Wilderness Committee Educational Report Vol.09 - No.07, Fall 1990

Drawing the line to preserve wilderness

Killer whale

Some people argue that you should never draw a circle on a map and designate a piece of land as "wilderness", because once you bring a wilderness area under some form of control, it ceases to be wild - like a killer whale in a public aquarium.

They may be right, but today, on the west coast of Vancouver Island, we don't have the choice of leaving the wilderness undefined. Our choice is simply whether or not we want to protect any more wilderness at all. If we do, we have to start putting boundaries around it - and fast.

Otherwise, within two decades virtually every remaining wilderness valley will have been roaded and at least partially logged. Not that every tree will be gone from the mountains and every creek piled high with debris, but that "the imprint of modern man" will predominate on every landscape. As this happens, the existing wilderness park systems will come under more intense public pressure, slowly losing their ability to provide what they were created for in the first place.

Unfortunately, every area under consideration for a wilderness reserve already is encompassed within boundaries - usually for logging. MacMillan Bloedel's TFL44 alone covers 453,000 hectares, or approximately one-seventh of the entire area of Vancouver Island (3,175,000 hectares).

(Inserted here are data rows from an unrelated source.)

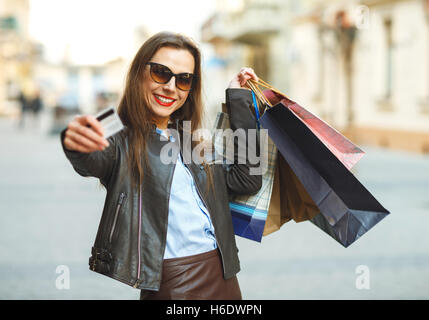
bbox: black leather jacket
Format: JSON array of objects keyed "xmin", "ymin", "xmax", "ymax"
[{"xmin": 61, "ymin": 88, "xmax": 262, "ymax": 291}]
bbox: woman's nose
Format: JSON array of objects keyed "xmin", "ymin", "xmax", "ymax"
[{"xmin": 163, "ymin": 76, "xmax": 176, "ymax": 92}]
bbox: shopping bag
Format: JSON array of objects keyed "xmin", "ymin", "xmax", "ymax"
[
  {"xmin": 262, "ymin": 146, "xmax": 321, "ymax": 236},
  {"xmin": 262, "ymin": 154, "xmax": 283, "ymax": 235},
  {"xmin": 259, "ymin": 93, "xmax": 390, "ymax": 247},
  {"xmin": 228, "ymin": 136, "xmax": 277, "ymax": 242},
  {"xmin": 263, "ymin": 90, "xmax": 365, "ymax": 170},
  {"xmin": 259, "ymin": 86, "xmax": 365, "ymax": 238},
  {"xmin": 213, "ymin": 95, "xmax": 277, "ymax": 242}
]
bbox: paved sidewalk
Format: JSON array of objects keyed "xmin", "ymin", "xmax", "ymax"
[{"xmin": 0, "ymin": 114, "xmax": 428, "ymax": 299}]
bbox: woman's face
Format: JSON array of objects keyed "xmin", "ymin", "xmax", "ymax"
[{"xmin": 142, "ymin": 46, "xmax": 195, "ymax": 129}]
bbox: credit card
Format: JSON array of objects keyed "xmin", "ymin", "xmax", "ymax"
[{"xmin": 95, "ymin": 107, "xmax": 124, "ymax": 139}]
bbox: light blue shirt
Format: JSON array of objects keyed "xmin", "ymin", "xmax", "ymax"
[{"xmin": 156, "ymin": 127, "xmax": 217, "ymax": 259}]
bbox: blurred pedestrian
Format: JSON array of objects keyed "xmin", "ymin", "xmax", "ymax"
[
  {"xmin": 29, "ymin": 90, "xmax": 44, "ymax": 128},
  {"xmin": 60, "ymin": 31, "xmax": 262, "ymax": 300},
  {"xmin": 18, "ymin": 90, "xmax": 29, "ymax": 129}
]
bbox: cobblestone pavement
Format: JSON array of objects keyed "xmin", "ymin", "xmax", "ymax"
[{"xmin": 1, "ymin": 113, "xmax": 428, "ymax": 299}]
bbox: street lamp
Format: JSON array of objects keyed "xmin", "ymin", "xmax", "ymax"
[
  {"xmin": 424, "ymin": 0, "xmax": 429, "ymax": 22},
  {"xmin": 423, "ymin": 0, "xmax": 429, "ymax": 108},
  {"xmin": 333, "ymin": 10, "xmax": 357, "ymax": 129}
]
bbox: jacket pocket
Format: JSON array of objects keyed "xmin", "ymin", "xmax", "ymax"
[
  {"xmin": 89, "ymin": 247, "xmax": 112, "ymax": 273},
  {"xmin": 108, "ymin": 192, "xmax": 126, "ymax": 244}
]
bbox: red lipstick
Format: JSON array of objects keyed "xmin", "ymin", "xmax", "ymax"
[{"xmin": 153, "ymin": 94, "xmax": 176, "ymax": 107}]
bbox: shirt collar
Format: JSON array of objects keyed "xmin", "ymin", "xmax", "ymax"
[{"xmin": 155, "ymin": 126, "xmax": 176, "ymax": 142}]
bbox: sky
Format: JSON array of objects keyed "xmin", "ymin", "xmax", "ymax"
[{"xmin": 28, "ymin": 0, "xmax": 217, "ymax": 65}]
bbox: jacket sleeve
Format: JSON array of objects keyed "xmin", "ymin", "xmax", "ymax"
[
  {"xmin": 222, "ymin": 88, "xmax": 262, "ymax": 196},
  {"xmin": 60, "ymin": 129, "xmax": 117, "ymax": 186}
]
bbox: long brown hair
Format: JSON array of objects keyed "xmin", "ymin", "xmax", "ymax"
[{"xmin": 118, "ymin": 31, "xmax": 214, "ymax": 193}]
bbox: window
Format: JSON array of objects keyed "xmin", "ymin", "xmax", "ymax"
[{"xmin": 377, "ymin": 16, "xmax": 394, "ymax": 111}]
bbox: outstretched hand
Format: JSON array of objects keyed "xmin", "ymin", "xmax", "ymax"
[{"xmin": 63, "ymin": 115, "xmax": 109, "ymax": 153}]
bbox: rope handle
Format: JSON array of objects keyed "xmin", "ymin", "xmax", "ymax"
[
  {"xmin": 251, "ymin": 91, "xmax": 261, "ymax": 129},
  {"xmin": 246, "ymin": 78, "xmax": 289, "ymax": 109}
]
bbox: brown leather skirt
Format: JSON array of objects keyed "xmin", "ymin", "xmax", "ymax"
[{"xmin": 140, "ymin": 249, "xmax": 242, "ymax": 300}]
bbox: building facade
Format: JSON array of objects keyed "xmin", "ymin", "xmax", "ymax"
[
  {"xmin": 0, "ymin": 0, "xmax": 39, "ymax": 117},
  {"xmin": 0, "ymin": 0, "xmax": 150, "ymax": 120},
  {"xmin": 202, "ymin": 0, "xmax": 429, "ymax": 153}
]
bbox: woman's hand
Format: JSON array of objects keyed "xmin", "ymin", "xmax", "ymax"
[
  {"xmin": 63, "ymin": 115, "xmax": 109, "ymax": 153},
  {"xmin": 228, "ymin": 67, "xmax": 259, "ymax": 89}
]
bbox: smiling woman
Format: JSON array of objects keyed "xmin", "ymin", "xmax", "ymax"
[
  {"xmin": 60, "ymin": 31, "xmax": 262, "ymax": 300},
  {"xmin": 142, "ymin": 48, "xmax": 195, "ymax": 129}
]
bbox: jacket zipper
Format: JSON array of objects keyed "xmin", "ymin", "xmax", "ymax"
[
  {"xmin": 176, "ymin": 121, "xmax": 226, "ymax": 274},
  {"xmin": 133, "ymin": 129, "xmax": 175, "ymax": 289},
  {"xmin": 133, "ymin": 185, "xmax": 143, "ymax": 288},
  {"xmin": 185, "ymin": 162, "xmax": 226, "ymax": 276},
  {"xmin": 109, "ymin": 192, "xmax": 126, "ymax": 244}
]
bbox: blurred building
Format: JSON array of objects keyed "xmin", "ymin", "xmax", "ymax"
[
  {"xmin": 201, "ymin": 0, "xmax": 287, "ymax": 128},
  {"xmin": 0, "ymin": 0, "xmax": 151, "ymax": 128},
  {"xmin": 0, "ymin": 0, "xmax": 42, "ymax": 117},
  {"xmin": 31, "ymin": 24, "xmax": 151, "ymax": 115},
  {"xmin": 37, "ymin": 56, "xmax": 131, "ymax": 134},
  {"xmin": 202, "ymin": 0, "xmax": 429, "ymax": 154}
]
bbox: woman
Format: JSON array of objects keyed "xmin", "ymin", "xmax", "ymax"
[{"xmin": 61, "ymin": 31, "xmax": 262, "ymax": 300}]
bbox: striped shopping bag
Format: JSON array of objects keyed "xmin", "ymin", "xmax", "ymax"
[{"xmin": 213, "ymin": 94, "xmax": 277, "ymax": 242}]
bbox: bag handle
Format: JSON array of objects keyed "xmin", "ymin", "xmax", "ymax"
[
  {"xmin": 246, "ymin": 80, "xmax": 272, "ymax": 107},
  {"xmin": 252, "ymin": 78, "xmax": 288, "ymax": 98},
  {"xmin": 246, "ymin": 78, "xmax": 289, "ymax": 109},
  {"xmin": 251, "ymin": 91, "xmax": 261, "ymax": 129}
]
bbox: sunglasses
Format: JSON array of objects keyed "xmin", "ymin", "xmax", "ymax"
[{"xmin": 146, "ymin": 62, "xmax": 195, "ymax": 91}]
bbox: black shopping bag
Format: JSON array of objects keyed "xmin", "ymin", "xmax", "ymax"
[{"xmin": 259, "ymin": 101, "xmax": 390, "ymax": 247}]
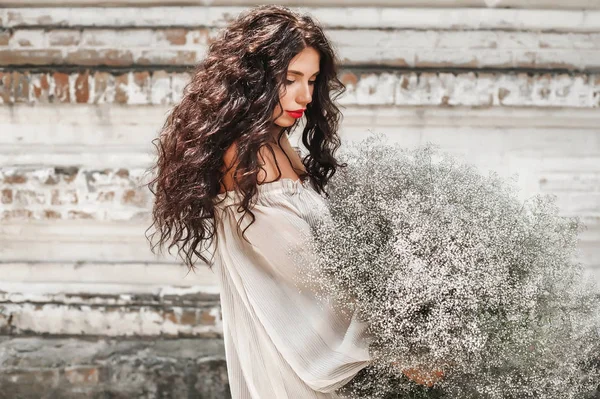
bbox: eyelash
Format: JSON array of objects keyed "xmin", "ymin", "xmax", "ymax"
[{"xmin": 286, "ymin": 79, "xmax": 316, "ymax": 86}]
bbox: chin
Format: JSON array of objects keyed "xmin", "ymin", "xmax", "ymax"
[{"xmin": 274, "ymin": 116, "xmax": 295, "ymax": 128}]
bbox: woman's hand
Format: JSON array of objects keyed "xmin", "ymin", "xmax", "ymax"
[{"xmin": 391, "ymin": 361, "xmax": 445, "ymax": 387}]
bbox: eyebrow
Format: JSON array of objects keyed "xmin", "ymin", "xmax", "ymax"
[{"xmin": 288, "ymin": 70, "xmax": 320, "ymax": 77}]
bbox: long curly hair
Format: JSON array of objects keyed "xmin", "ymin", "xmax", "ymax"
[{"xmin": 146, "ymin": 5, "xmax": 347, "ymax": 272}]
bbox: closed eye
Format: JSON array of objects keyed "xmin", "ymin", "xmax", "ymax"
[{"xmin": 285, "ymin": 79, "xmax": 317, "ymax": 86}]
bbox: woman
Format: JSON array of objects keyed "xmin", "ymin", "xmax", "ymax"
[{"xmin": 148, "ymin": 5, "xmax": 438, "ymax": 397}]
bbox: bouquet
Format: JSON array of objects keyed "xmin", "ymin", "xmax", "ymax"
[{"xmin": 294, "ymin": 132, "xmax": 600, "ymax": 398}]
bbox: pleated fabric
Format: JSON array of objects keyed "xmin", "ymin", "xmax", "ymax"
[{"xmin": 211, "ymin": 177, "xmax": 372, "ymax": 399}]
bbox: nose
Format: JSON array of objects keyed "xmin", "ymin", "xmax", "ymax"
[{"xmin": 297, "ymin": 83, "xmax": 312, "ymax": 105}]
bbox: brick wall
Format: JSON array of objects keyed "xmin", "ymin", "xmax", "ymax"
[{"xmin": 1, "ymin": 2, "xmax": 599, "ymax": 398}]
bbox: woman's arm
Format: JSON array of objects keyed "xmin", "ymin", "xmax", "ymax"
[{"xmin": 392, "ymin": 361, "xmax": 445, "ymax": 387}]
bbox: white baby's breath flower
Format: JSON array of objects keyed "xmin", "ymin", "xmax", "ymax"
[{"xmin": 292, "ymin": 132, "xmax": 600, "ymax": 399}]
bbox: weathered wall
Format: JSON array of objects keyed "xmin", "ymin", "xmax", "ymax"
[{"xmin": 1, "ymin": 2, "xmax": 599, "ymax": 398}]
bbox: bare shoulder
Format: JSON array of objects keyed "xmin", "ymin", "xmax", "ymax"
[
  {"xmin": 257, "ymin": 143, "xmax": 301, "ymax": 184},
  {"xmin": 219, "ymin": 140, "xmax": 300, "ymax": 193},
  {"xmin": 219, "ymin": 141, "xmax": 242, "ymax": 193},
  {"xmin": 222, "ymin": 141, "xmax": 239, "ymax": 170}
]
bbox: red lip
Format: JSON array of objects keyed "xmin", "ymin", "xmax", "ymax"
[{"xmin": 286, "ymin": 109, "xmax": 305, "ymax": 118}]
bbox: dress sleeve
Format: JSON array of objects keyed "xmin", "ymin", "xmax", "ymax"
[{"xmin": 221, "ymin": 187, "xmax": 373, "ymax": 393}]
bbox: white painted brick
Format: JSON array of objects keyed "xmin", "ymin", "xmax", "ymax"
[
  {"xmin": 8, "ymin": 29, "xmax": 46, "ymax": 48},
  {"xmin": 344, "ymin": 72, "xmax": 397, "ymax": 105},
  {"xmin": 81, "ymin": 29, "xmax": 153, "ymax": 47},
  {"xmin": 539, "ymin": 172, "xmax": 600, "ymax": 192},
  {"xmin": 185, "ymin": 29, "xmax": 214, "ymax": 45},
  {"xmin": 496, "ymin": 31, "xmax": 545, "ymax": 49},
  {"xmin": 539, "ymin": 32, "xmax": 587, "ymax": 49},
  {"xmin": 47, "ymin": 29, "xmax": 81, "ymax": 46},
  {"xmin": 570, "ymin": 33, "xmax": 600, "ymax": 50},
  {"xmin": 93, "ymin": 75, "xmax": 117, "ymax": 104},
  {"xmin": 127, "ymin": 72, "xmax": 150, "ymax": 104},
  {"xmin": 435, "ymin": 30, "xmax": 500, "ymax": 49},
  {"xmin": 171, "ymin": 73, "xmax": 190, "ymax": 104},
  {"xmin": 0, "ymin": 164, "xmax": 154, "ymax": 221},
  {"xmin": 79, "ymin": 29, "xmax": 120, "ymax": 47},
  {"xmin": 150, "ymin": 71, "xmax": 172, "ymax": 105},
  {"xmin": 393, "ymin": 74, "xmax": 427, "ymax": 105},
  {"xmin": 412, "ymin": 48, "xmax": 483, "ymax": 68},
  {"xmin": 453, "ymin": 72, "xmax": 496, "ymax": 106}
]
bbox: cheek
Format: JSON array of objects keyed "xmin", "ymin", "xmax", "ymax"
[
  {"xmin": 278, "ymin": 88, "xmax": 292, "ymax": 108},
  {"xmin": 272, "ymin": 90, "xmax": 292, "ymax": 119},
  {"xmin": 272, "ymin": 96, "xmax": 289, "ymax": 120}
]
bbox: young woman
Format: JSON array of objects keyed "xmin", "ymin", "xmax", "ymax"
[{"xmin": 148, "ymin": 5, "xmax": 439, "ymax": 397}]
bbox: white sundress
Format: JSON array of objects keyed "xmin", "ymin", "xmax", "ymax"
[{"xmin": 211, "ymin": 177, "xmax": 373, "ymax": 399}]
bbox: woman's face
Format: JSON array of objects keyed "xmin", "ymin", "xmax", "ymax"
[{"xmin": 272, "ymin": 46, "xmax": 320, "ymax": 128}]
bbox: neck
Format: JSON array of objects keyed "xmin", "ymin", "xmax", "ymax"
[{"xmin": 269, "ymin": 124, "xmax": 285, "ymax": 144}]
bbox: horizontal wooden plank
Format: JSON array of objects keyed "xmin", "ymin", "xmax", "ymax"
[
  {"xmin": 0, "ymin": 220, "xmax": 209, "ymax": 263},
  {"xmin": 338, "ymin": 106, "xmax": 600, "ymax": 129},
  {"xmin": 0, "ymin": 150, "xmax": 152, "ymax": 169},
  {"xmin": 1, "ymin": 1, "xmax": 598, "ymax": 10},
  {"xmin": 0, "ymin": 261, "xmax": 218, "ymax": 288},
  {"xmin": 0, "ymin": 297, "xmax": 221, "ymax": 337},
  {"xmin": 1, "ymin": 105, "xmax": 599, "ymax": 169},
  {"xmin": 1, "ymin": 7, "xmax": 599, "ymax": 32},
  {"xmin": 0, "ymin": 263, "xmax": 221, "ymax": 337},
  {"xmin": 0, "ymin": 102, "xmax": 599, "ymax": 130},
  {"xmin": 1, "ymin": 29, "xmax": 599, "ymax": 70},
  {"xmin": 0, "ymin": 281, "xmax": 218, "ymax": 297},
  {"xmin": 328, "ymin": 30, "xmax": 600, "ymax": 71},
  {"xmin": 0, "ymin": 286, "xmax": 219, "ymax": 307}
]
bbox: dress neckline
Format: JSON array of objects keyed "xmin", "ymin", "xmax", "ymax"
[{"xmin": 214, "ymin": 176, "xmax": 311, "ymax": 202}]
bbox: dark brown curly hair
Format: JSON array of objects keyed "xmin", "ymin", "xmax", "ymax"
[{"xmin": 146, "ymin": 5, "xmax": 347, "ymax": 272}]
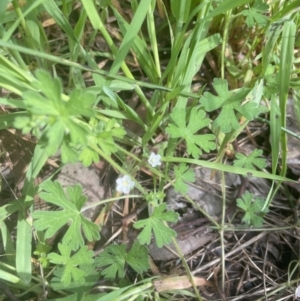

Fletcher Challenge's TFL 46 is just over 181,000 hectares in size, and Canadian Pacific Forest Products' TFL 19 takes in 195,000 hectares. All west coast forests south of the Brooks Peninsula that are not in TFL's or parks are administered by the Forest Service. They account for some 317,000 hectares.

By comparison the entire area of Pacific Rim National Park is 27,300 hectares, of which 59 percent contains old-growth forests. The total area of mountainous Strathcona Provincial Park is approximately 219,000 hectares. The park's west coast rainforest covers 95,000 hectares, but only part of this territory actually contains intact old-growth forests. Similarly, the 29,000 hectare Brooks Recreation Area contains only small amounts of productive old-growth. And less than half of the 15,000-hectare Cape Scott Provincial Park contains old-growth rainforests. The total area of these four major parks and reserves - not just the forested area - is approximately 290,000 hectares. That is barely more than half the size of MacMillan Bloedel's TFL 44.

Overlaying the logging and park boundaries that cover the west coast of Vancouver Island is the boundary outlining the Nuu-Chah-Nulth peoples' traditional lands. On top of that, the designation of new wilderness areas will require yet another set of boundaries. Ideally the stewardship of these new wilderness areas should put the conservation of the natural ecosystems above all other concerns.